Immediately following the rally the road will be closed for two months, with traffic rerouted to Exit 17. Starting June 23, westbound interstate traffic will be funneled onto the eastbound lane on I-90 as work begins in earnest on five mile rebuilding project. Motorist will go head to head from the Meade County line to Exit 23 (Whitewood).

State officials plan to install yield signs at the Exit 23 on ramps, but cautioned stop signs will go in if there’s any sign of traffic back up. “This is a tough situation”, admitted DOT engineer Jim Wicks. “If it gets to be a problem, we’ll look at other solutions”. The state plans to post a 65 mph speed limit on this stretch, but concedes that traffic is more like to travel at half that speed during peak rally periods.

One worry is emergency vehicle response times should there be an accident. Everyone agrees the Sturgis and Whitewood fire and ambulance services need to coordinate their efforts. Because the west bound lane will be torn up, emergency vehicles are faced with dodging traffic on the interstate or using the White wood Service Road to get to an accident scene. State officials gave emergency personnel the go-ahead to cut the fences along the service road if they need to get up to the interstate from the service road.

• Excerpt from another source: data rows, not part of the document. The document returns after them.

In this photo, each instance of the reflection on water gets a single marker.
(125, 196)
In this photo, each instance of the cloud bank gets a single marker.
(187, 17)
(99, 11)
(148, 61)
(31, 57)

Given the situation, a local highway patrolman urged planners to consider lowering the speed limit to 45 mph on this stretch, at least during the rally. Whitewood police plan on adding another officer for traffic control, but believe it would be prudent to see speeds cut down on the service road during the rally. It was pointed that many inexperienced motorcyclists use the road for test drives that week, and, interstate construction will only increase the pressure on this two lane road.

Public Works Director Floyd Baird said the Sturgis City Council is poised to put a four-way stop at the junction of 14-A and the new Whitewood cut across to improve traffic flows in and out of the community. The cut across is expected to be finished next week. Another suggestion is to set up an electronic message board in Belle Fourche encouraging bikers to take U.S. 212 and 79 to Sturgis to avoid the traffic on I-90. State officials added the I-90 reduced speed zone will extend down to the Black Hills National Cemetery. Local agencies also learned they will probably face a similar scenario next year, when the state bids the eastbound lane of I-90.